According to P2P media Wangdaizhijia’s statistics, 247 P2P lenders saw corporate defaults in June and July. Up to July, 2,305 platforms were found to have certain kinds of problems. The number of operating P2P platforms has shrunk from 3383 to 1,645 since 2016, with many succumbing to lack of liquidity, poor risk controls, vague regulation and mass defaults by borrowers.
The P2P Office’s new standards are aimed to give the surviving players a set of tough requirements and best practices, defining how the industry will behave from now on.
Dong Jun, founder of Jimu, one of the bigger P2P platforms in China, says this national version of measures, backed up with clear timeframes, is more practical than previous attempts at regulation, as it prevents rules been misunderstood or reinterpreted by regional governments.

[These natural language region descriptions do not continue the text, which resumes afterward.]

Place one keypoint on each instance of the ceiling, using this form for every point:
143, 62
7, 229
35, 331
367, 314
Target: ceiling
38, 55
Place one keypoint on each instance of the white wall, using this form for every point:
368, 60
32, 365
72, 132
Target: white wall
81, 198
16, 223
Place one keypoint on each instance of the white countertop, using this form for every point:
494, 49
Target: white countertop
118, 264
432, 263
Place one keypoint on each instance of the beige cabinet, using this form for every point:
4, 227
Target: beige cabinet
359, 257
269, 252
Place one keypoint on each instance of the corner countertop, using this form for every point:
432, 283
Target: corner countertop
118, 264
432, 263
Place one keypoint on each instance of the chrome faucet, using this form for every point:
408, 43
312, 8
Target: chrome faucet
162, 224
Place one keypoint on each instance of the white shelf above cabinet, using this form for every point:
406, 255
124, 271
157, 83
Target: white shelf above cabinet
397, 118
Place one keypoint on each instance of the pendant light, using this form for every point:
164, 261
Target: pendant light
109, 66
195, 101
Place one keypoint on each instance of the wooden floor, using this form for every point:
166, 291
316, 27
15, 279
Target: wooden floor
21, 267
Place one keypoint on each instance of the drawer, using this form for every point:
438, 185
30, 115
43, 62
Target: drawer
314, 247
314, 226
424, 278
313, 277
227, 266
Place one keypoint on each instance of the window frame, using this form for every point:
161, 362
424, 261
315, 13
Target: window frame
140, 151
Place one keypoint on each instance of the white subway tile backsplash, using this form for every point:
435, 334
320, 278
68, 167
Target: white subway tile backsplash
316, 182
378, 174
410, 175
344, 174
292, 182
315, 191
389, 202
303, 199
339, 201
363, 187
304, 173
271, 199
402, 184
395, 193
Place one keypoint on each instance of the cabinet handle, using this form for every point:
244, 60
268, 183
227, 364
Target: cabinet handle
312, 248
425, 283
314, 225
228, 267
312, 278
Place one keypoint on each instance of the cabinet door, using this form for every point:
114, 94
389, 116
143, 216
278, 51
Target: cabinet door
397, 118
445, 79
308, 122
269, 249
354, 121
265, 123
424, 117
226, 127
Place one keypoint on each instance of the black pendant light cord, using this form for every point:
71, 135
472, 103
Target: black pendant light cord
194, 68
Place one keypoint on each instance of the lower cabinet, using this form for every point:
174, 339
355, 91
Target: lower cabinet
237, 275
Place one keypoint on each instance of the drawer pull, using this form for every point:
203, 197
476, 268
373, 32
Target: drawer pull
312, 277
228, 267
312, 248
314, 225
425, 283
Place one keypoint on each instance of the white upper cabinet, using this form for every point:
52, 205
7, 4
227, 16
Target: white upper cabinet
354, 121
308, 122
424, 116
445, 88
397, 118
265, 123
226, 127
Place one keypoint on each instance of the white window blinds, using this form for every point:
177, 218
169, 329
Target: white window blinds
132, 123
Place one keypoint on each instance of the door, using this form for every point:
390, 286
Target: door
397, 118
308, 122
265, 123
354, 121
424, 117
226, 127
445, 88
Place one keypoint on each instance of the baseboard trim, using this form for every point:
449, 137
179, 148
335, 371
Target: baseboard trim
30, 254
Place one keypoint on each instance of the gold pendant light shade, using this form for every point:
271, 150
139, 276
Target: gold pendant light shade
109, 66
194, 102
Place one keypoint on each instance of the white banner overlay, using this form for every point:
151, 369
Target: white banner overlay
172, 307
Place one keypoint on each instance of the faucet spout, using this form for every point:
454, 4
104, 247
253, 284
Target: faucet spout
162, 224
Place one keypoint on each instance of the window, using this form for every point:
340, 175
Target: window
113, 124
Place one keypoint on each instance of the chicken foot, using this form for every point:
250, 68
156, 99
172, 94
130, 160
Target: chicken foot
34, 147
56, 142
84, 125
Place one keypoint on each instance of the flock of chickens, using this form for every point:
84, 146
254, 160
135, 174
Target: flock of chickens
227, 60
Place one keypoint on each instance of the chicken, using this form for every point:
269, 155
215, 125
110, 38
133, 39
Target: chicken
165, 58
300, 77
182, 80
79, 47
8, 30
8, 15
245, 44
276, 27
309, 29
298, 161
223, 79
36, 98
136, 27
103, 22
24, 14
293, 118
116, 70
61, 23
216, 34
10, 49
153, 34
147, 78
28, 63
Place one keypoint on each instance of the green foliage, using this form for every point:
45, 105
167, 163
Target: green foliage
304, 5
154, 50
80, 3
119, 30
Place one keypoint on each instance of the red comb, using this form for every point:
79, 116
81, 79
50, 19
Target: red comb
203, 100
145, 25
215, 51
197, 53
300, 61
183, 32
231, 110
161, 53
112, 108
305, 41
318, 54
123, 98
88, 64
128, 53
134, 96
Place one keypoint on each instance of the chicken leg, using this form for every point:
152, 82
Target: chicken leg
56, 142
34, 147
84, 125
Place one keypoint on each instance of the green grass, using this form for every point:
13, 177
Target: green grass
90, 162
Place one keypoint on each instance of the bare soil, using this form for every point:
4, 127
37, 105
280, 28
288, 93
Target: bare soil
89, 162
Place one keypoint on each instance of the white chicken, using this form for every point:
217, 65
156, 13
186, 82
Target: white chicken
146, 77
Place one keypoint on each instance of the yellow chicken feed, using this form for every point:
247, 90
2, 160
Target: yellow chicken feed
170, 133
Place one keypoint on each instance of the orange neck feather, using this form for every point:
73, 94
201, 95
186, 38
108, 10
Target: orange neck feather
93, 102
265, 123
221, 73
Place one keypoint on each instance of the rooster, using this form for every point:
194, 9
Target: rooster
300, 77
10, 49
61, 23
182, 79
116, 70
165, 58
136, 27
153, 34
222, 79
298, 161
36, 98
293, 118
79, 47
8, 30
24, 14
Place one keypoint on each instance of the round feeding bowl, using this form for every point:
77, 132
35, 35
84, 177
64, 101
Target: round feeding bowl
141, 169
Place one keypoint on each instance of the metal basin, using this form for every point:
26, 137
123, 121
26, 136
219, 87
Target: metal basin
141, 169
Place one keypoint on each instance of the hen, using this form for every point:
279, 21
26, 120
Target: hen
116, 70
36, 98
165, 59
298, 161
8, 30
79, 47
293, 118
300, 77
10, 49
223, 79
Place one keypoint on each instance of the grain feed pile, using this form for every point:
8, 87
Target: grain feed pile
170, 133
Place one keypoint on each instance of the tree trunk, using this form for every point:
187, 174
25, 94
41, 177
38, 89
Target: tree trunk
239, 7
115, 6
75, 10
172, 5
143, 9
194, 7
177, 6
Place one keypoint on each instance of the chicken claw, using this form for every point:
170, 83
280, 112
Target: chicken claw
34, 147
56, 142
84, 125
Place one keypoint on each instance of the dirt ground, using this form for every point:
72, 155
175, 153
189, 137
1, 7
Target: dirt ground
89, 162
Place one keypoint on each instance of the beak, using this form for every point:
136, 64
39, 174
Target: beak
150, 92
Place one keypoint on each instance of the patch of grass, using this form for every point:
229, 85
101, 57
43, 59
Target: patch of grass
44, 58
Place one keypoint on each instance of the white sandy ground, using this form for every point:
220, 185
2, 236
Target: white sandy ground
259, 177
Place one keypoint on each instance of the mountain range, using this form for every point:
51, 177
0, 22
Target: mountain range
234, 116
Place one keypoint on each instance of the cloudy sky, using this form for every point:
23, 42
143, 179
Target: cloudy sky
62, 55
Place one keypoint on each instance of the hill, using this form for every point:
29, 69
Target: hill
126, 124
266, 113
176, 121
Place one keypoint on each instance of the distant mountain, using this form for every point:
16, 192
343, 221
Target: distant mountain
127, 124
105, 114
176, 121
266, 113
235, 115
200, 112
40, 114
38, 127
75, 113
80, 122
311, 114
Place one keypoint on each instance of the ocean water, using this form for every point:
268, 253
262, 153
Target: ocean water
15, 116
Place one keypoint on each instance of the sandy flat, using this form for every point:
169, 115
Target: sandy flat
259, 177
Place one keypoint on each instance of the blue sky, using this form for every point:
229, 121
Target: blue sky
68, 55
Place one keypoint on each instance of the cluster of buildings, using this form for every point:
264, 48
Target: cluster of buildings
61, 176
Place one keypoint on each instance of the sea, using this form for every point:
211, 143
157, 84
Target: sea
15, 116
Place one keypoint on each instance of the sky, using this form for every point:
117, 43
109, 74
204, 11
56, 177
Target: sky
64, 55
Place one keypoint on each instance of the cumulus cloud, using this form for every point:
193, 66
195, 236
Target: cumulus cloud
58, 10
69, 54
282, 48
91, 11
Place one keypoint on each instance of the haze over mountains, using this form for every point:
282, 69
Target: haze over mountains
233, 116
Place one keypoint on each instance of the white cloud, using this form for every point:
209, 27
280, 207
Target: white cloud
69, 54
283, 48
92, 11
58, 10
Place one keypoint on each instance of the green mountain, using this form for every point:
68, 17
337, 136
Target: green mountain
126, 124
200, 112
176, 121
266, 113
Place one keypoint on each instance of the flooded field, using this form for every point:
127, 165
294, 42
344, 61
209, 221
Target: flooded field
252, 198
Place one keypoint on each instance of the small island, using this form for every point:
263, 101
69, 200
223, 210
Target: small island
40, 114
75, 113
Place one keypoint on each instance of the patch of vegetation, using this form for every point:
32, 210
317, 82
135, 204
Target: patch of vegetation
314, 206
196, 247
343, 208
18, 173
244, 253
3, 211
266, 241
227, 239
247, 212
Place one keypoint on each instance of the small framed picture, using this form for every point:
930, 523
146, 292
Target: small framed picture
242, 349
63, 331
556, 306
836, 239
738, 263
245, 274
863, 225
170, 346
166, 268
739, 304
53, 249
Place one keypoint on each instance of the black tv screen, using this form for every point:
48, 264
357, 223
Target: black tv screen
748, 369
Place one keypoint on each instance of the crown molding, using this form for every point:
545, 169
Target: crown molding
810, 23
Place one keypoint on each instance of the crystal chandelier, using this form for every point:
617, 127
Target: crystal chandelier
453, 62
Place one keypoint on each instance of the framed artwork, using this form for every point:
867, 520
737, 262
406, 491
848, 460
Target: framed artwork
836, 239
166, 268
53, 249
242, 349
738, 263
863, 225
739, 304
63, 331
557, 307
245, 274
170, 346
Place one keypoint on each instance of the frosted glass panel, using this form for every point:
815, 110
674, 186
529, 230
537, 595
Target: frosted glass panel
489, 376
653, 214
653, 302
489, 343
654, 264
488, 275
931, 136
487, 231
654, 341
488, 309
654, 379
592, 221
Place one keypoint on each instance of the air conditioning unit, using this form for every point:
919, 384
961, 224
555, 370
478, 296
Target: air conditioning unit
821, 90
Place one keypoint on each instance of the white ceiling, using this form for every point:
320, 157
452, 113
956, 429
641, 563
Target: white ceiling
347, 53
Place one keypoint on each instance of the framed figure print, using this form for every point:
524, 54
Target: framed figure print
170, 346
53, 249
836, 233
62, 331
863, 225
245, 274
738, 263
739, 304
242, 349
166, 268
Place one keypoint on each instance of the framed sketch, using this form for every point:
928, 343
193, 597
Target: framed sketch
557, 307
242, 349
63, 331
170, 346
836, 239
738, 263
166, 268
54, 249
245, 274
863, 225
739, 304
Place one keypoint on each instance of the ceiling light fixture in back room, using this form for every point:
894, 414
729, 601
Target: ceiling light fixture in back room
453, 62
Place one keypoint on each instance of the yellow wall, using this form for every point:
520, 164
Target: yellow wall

“These principles have always been the bottom lines of our industry,” he said. “These new rules will certainly filter out dodgy actors.”
The shakeout has seen many investors lose money, to such a scale that it has threatened social stability, sparking victims in many cities to stage protests. From a regulatory point of view, a crackdown isn’t enough. The industry has to find a new footing.
“If you ask me what has been missing in P2P, investors’ money is already missing,” said David Yin, vice president at Moody’s Investors Service. “This is the most comprehensive set of queries for P2P so far.”
The new regulations first set out rules for companies to “self-review”, but they’re not leaving regulation to industry players. A matrix of local industry associations and the National Internet Finance Association are being mandated with inspection powers, and the penalty for being caught lying to auditors is the closure of the business.
The second thing these rules do is define more explicitly what P2P platforms can and can’t do, a big contrast to the freewheeling birth of the industry.
Some notable measures include defining P2Ps as intermediaries of information but not of credit. This is intended to ban platforms from using their own goodwill or reputation to enhance the credit profile of borrowers. Platforms may have done this to either get fees from borrowers or to make their investment opportunities look more attractive or safer. Now, however, borrowers must stand on their own, giving lenders a purer view of the business.
In a similar vein, platforms can’t fund the business through separate capital pools – they need to rely on attracting actual investors to buy loans. The new rules also set out platform’s disclosure and reporting duties.
Finally, they are meant to be implemented nationally. “These measures could be important standards for the P2P industry, because a national standard will leave no room for arbitrage,” said Yin.
What about the missing millions?
What the rules don’t clarify: the fate of platforms that have already gone bust, and whether or how to recover some of the lost assets.
There have been rumours that the country’s big asset management companies, created in the wake of the Asian financial crisis to absorb banks’ bad loans, could step in. But their current charters don’t let them acquire personal assets, as P2P networks didn’t exist in the late 1990s.
The AMCs or other entity could perhaps take on a custodial role by taking over companies that still legally exist, in order to dispose of their assets and repay their debts, but this wouldn’t do much for those companies that have completely dissolved.
What the new regulations achieve is create a high bar for any company that wants to do P2P lending – or perhaps a 108-brick wall is a better metaphor. Regulators are no longer willing to tolerate risk in the sector, which is not considered strategic to the government’s view of the economy.
The big players left standing will face high compliance-related costs, but this will also serve as a barrier to new competition, leaving executives ready to accept the new burdens.
“Based on the distinct nature of P2P, a certain amount of compliance cost to guarantee a ‘good money’ market is worthwhile,” said Dong at Jimu.
What the survivors can’t tell yet, though, is the exact impact on a company’s revenue and funding.
“It’s hard to measure how much is the loss,” Dong said.